Using Povidone Iodine After Wisdom Teeth Removal

The article titled “Effect of Low-Concentration Povidone Iodine on Postoperative Complications After Third Molar Surgery: A Pilot Split-Mouth Study” written by Hamid Mahmoud Hashemi and et. al. appears in the January 2015 issue of the Journal of Oral and Maxillofacial Surgery (vol. 73, issue 1). The article discusses polyvinylpyrrolidone iodine which is a highly potent antiseptic solution known for its bactericidal activity. The authors performed a prospective randomized split mouth study of patients undergoing surgical removal of impacted mandibular wisdom teeth to evaluate whether diluted povidone iodine can be used as an irrigant and coolant and if it has any effect on common postoperative sequelae, including swelling, pain, and trismus.

A total of 30 healthy patients (18 to 25 yr old) with bilateral impacted mandibular wisdom with similar position and degree of impaction were recruited at Tehran University in Iran between March 2012 and September 2012. One impacted mandibular wisdom teeth in the first patient was randomly allocated to the study side by using a coin and the other side served as the control. In the subsequent patient, the opposite sides were allocated to the study and control groups. The teeth were removed under local anesthesia with 2% lidocaine and 1:80,000 epinephrine.

Ten percent povidone iodine 1 mL was diluted in normal saline 20 mL to obtain a 0.5% concentration of povidone iodine. Ten milliliters of this solution was diluted in normal saline 1,000 mL to obtain the povidone iodine concentration of 0.5 mg/mL. This solution was used as a coolant and irrigant during bone removal and tooth sectioning with burs in the study side, whereas sodium chloride 0.9% was used in the control side.

The average orotragus distance and mentotragus distance (indicator of swelling) was significantly shorter in the study group on postoperative days 2 and 7 than in the control group. The mean maximum interincisal opening was significantly larger on the povidone iodine side at the 2 postoperative visits. Nineteen patients (63.3%) claimed that they were more satisfied with the povidone iodine side, whereas 5 patients (16.6%) were more comfortable with the normal saline side. Six patients (20%) found no subjective difference between the 2 sides.

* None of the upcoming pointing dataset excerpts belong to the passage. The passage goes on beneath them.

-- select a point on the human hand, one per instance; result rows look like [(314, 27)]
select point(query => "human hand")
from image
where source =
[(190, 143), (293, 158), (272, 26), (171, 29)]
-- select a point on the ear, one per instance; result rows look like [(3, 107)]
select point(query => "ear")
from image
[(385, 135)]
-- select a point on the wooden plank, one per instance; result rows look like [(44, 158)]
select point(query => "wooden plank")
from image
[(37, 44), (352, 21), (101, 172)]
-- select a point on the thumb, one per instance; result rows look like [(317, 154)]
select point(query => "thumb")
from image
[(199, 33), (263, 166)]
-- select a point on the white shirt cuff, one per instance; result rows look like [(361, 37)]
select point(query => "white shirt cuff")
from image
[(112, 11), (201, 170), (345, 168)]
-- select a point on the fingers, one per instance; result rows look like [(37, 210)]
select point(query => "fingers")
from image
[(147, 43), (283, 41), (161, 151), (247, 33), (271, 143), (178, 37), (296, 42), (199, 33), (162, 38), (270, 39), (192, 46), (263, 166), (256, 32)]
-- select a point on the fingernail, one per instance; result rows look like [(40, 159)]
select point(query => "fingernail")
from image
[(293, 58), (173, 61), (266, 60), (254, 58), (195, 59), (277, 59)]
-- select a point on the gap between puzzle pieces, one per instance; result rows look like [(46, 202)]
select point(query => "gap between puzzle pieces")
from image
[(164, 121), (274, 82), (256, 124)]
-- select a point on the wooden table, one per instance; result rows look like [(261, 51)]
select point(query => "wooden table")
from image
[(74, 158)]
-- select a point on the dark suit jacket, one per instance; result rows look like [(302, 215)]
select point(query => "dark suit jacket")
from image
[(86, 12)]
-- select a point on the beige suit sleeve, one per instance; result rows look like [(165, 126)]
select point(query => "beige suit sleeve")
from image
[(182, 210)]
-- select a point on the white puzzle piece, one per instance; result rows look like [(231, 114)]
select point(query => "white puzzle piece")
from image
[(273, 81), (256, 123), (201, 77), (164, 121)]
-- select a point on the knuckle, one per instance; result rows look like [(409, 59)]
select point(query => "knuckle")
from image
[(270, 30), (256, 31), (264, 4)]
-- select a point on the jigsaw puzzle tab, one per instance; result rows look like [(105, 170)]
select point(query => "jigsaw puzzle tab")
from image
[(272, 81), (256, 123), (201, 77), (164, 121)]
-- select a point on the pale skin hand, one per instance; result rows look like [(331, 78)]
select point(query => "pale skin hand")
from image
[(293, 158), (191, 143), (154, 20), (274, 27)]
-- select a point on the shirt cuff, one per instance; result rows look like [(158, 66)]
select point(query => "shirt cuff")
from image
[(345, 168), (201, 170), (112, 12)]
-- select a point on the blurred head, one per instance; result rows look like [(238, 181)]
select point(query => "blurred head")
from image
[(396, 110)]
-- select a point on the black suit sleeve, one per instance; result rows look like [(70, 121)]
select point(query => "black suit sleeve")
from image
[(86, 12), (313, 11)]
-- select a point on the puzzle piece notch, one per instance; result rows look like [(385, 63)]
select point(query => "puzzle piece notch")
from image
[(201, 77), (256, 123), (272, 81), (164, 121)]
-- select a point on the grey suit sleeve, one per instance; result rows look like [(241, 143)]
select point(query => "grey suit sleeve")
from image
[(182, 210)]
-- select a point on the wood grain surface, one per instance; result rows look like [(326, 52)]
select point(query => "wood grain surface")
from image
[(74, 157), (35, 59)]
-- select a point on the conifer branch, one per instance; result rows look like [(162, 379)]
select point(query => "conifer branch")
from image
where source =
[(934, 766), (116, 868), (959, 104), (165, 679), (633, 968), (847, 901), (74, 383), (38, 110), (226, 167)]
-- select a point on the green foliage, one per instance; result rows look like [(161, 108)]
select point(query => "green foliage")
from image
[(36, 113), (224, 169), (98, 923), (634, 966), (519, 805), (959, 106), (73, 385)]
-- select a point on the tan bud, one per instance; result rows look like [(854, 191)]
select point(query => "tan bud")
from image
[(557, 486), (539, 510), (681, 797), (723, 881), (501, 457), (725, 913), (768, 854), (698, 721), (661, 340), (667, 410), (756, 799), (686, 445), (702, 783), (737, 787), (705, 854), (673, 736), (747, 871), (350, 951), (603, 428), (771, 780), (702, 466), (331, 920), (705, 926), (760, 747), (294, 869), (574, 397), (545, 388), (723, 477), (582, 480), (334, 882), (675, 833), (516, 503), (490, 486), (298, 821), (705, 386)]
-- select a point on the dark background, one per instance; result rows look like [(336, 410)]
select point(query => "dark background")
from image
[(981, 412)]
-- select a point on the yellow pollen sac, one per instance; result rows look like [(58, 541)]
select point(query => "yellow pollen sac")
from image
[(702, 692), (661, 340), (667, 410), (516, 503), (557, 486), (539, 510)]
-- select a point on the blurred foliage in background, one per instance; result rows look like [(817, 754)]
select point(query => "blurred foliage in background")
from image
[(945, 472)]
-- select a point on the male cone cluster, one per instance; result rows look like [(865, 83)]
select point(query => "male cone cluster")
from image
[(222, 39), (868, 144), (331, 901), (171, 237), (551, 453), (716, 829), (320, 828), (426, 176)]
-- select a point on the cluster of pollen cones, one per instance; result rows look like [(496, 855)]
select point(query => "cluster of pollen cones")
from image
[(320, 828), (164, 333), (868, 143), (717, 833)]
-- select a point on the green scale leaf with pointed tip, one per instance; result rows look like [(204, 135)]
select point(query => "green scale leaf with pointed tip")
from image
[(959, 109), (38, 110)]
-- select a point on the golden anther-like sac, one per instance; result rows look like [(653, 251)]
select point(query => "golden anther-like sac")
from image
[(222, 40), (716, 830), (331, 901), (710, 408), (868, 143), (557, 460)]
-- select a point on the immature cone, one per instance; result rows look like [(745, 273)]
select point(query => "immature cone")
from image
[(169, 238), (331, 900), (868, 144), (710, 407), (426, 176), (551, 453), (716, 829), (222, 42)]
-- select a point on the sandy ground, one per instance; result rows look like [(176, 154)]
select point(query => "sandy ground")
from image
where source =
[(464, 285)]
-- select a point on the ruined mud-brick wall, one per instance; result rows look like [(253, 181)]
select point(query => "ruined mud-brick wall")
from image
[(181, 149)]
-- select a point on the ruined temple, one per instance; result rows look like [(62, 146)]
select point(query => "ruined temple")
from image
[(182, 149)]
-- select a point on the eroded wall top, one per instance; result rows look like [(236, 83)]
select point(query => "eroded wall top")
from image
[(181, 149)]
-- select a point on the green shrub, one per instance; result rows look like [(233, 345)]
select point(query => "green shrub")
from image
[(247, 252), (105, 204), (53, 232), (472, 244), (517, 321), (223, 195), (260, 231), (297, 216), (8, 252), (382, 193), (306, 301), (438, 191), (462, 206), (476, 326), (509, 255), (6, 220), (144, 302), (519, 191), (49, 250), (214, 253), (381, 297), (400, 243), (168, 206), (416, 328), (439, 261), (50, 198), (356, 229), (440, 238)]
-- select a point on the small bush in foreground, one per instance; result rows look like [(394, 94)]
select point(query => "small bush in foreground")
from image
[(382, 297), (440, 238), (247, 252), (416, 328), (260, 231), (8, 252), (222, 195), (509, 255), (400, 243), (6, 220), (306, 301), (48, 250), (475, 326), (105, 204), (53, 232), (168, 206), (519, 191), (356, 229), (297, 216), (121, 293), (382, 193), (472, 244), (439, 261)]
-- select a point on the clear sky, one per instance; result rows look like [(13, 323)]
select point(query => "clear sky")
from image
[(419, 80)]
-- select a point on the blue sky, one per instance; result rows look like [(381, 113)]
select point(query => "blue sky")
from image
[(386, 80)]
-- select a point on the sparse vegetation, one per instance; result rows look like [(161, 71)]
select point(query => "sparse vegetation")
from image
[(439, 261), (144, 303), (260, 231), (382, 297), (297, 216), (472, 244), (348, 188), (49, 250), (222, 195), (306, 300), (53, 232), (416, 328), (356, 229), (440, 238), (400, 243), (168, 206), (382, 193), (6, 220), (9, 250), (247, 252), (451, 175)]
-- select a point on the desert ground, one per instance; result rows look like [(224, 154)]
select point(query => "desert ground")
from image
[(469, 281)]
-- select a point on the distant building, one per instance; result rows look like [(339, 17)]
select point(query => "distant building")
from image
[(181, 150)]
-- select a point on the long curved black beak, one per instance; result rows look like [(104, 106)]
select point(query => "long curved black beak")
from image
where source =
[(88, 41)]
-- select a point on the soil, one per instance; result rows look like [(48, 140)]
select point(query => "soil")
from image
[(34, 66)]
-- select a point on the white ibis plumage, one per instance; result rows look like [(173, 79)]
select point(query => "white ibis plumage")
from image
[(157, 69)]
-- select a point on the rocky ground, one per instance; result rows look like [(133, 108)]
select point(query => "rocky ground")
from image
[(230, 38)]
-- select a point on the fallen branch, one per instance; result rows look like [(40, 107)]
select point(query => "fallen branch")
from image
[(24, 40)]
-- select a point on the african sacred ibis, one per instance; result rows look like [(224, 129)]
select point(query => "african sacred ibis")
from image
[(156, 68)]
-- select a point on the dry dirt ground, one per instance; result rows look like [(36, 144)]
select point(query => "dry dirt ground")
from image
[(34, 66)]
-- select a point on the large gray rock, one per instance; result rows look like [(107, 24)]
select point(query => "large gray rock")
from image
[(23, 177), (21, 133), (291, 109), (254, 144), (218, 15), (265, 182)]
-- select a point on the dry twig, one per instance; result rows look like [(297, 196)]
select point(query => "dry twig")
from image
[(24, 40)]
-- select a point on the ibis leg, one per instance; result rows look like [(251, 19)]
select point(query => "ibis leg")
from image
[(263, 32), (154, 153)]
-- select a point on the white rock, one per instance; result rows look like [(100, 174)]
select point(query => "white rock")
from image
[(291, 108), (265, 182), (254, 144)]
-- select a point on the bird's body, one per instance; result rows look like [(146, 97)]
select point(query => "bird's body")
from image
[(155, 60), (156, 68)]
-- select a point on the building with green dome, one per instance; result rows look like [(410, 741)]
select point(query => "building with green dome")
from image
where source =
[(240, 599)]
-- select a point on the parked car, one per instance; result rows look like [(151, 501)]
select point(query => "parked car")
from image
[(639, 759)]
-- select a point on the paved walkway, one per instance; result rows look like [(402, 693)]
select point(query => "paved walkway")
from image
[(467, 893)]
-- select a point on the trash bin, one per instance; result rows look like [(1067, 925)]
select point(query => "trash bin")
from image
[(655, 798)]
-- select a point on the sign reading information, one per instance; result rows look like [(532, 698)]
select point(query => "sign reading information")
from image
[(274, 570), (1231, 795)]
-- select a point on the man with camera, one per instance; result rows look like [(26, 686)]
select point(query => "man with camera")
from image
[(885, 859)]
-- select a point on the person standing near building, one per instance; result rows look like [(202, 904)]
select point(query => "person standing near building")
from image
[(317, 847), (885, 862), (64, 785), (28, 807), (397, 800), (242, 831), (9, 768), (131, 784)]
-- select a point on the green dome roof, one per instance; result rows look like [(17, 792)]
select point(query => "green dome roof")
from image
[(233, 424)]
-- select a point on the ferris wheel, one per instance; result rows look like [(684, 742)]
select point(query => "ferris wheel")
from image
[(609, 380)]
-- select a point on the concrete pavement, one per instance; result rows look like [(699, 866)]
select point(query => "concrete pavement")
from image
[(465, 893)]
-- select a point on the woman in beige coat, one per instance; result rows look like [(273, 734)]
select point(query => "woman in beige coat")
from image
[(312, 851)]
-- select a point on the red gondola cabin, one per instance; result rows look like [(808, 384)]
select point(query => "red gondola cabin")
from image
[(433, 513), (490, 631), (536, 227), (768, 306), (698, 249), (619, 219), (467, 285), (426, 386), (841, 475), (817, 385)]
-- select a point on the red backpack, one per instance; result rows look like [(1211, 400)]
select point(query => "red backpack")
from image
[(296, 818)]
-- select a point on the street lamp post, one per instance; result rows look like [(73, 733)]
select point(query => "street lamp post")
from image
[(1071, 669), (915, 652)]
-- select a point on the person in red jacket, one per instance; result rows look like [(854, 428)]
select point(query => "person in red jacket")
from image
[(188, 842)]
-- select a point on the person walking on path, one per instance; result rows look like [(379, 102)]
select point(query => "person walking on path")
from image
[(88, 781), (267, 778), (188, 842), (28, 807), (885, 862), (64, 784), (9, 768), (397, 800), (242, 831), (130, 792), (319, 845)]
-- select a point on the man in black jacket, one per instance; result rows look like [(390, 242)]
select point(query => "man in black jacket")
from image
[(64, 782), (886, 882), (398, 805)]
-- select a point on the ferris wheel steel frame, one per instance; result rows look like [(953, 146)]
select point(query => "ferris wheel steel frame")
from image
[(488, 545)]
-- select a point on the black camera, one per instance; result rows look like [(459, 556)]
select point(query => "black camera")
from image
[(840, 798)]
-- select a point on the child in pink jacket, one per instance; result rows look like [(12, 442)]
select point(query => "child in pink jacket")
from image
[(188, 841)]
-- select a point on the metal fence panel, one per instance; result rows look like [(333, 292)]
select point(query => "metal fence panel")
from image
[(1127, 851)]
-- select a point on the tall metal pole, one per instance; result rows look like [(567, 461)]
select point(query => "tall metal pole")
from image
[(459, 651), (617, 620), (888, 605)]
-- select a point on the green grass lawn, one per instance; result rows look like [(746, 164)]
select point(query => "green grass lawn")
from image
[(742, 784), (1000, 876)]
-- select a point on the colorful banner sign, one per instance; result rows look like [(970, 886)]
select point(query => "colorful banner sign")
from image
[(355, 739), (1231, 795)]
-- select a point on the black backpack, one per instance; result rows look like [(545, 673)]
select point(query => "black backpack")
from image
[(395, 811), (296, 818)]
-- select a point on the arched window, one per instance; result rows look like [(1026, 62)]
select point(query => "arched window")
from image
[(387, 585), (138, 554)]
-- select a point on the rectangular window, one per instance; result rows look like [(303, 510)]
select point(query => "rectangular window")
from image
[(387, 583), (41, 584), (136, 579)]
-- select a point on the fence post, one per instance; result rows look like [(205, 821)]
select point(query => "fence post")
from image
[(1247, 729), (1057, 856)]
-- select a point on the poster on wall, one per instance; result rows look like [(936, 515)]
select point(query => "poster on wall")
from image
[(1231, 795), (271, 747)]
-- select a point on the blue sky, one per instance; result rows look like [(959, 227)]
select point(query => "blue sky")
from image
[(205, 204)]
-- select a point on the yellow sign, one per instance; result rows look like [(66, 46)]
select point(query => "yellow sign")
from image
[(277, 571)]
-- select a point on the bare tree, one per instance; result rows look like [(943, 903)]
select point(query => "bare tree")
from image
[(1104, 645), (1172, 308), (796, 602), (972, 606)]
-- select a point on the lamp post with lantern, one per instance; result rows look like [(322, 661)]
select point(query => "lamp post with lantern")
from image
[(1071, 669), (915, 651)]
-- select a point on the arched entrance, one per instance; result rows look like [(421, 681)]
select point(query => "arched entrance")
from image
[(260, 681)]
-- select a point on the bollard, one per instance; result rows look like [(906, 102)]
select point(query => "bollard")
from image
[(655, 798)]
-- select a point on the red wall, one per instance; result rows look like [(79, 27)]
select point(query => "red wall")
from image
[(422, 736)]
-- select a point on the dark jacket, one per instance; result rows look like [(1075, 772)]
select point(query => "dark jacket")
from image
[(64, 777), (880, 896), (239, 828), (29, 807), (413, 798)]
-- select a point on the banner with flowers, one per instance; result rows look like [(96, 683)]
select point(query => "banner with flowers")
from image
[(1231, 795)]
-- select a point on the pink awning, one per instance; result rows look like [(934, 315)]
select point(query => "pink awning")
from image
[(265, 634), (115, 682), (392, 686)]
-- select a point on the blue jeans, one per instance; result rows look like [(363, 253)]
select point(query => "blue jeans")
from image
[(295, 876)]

The authors state in the conclusion

“In summary, according to the present study results, it might be concluded that using povidone iodine at a low concentration is an inexpensive, safe, and effective method to decrease unavoidable edema and trismus after third molar surgery. It is advisable to compare the effect of different concentrations of povidone solution on postoperative sequelae in future studies.”

The end result is that treating the wisdom teeth sites with povidone iodine after surgery reduced the average amount of trismus and edema during the postoperative course when compared with normal saline.